Context & History
Netflixs engineering culture has long emphasized scalability, reliability, and developer autonomy. The Graph Search platform emerged to allow internal teams to query federated data sets across content, business, and analytics domains using a proprietary Filter Domain Specific Language (DSL). Early releases prioritized high throughput and configurability, but required users to master a structured query syntax that mirrored GraphQL field definitions. Over several years, the platform expanded to support dozens of micro‑services and thousands of searchable fields, yet the interaction model remained rooted in UI widgets and manual filter construction. As large language models (LLMs) became readily available, Netflix identified an opportunity to lower the barrier for non‑technical stakeholders by translating everyday language into the existing DSL, preserving the platforms performance characteristics while simplifying the user experience.

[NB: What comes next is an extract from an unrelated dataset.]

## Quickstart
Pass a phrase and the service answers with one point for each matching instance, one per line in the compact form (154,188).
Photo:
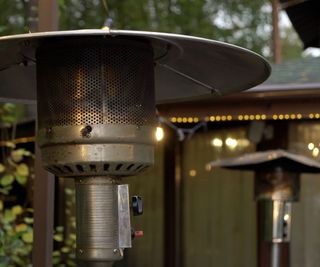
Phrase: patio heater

Implementation & Best Practices
Embedding LLM‑driven translation involves three disciplined stages: context engineering, prompt design, and post‑generation validation. First, the system extracts the GraphQL schema for each index, converting field names, types, and controlled vocabularies into a concise metadata payload. This payload is injected into the LLM prompt so the model can generate syntactically correct expressions (e.g., year >= 1990 AND year < 2000 AND genre IN ["Sci‑Fi"]). Second, prompts are crafted to emphasize intent preservation, requesting the model to output only the filter clause without explanatory text. Including examples of natural language paired with DSL snippets improves consistency across diverse query styles. Third, after generation the output passes through a parser that checks grammar, validates field names against the schema, and ensures enumerated values belong to the defined controlled vocabularies. If mismatches are detected, the system falls back to a clarification loop, asking the user to refine ambiguous terms. This loop reduces hallucination risk and builds trust. For production readiness, Netflix adopts the following best practices:
- Version the schema snapshot used for prompt generation and update it on a weekly cadence.
- Cache LLM responses for identical queries to minimize latency and cost.
- Instrument end‑to‑end latency and success metrics, alerting on regression beyond a 200 ms threshold.
- Document the prompt template and validation rules alongside the service code to facilitate hand‑offs.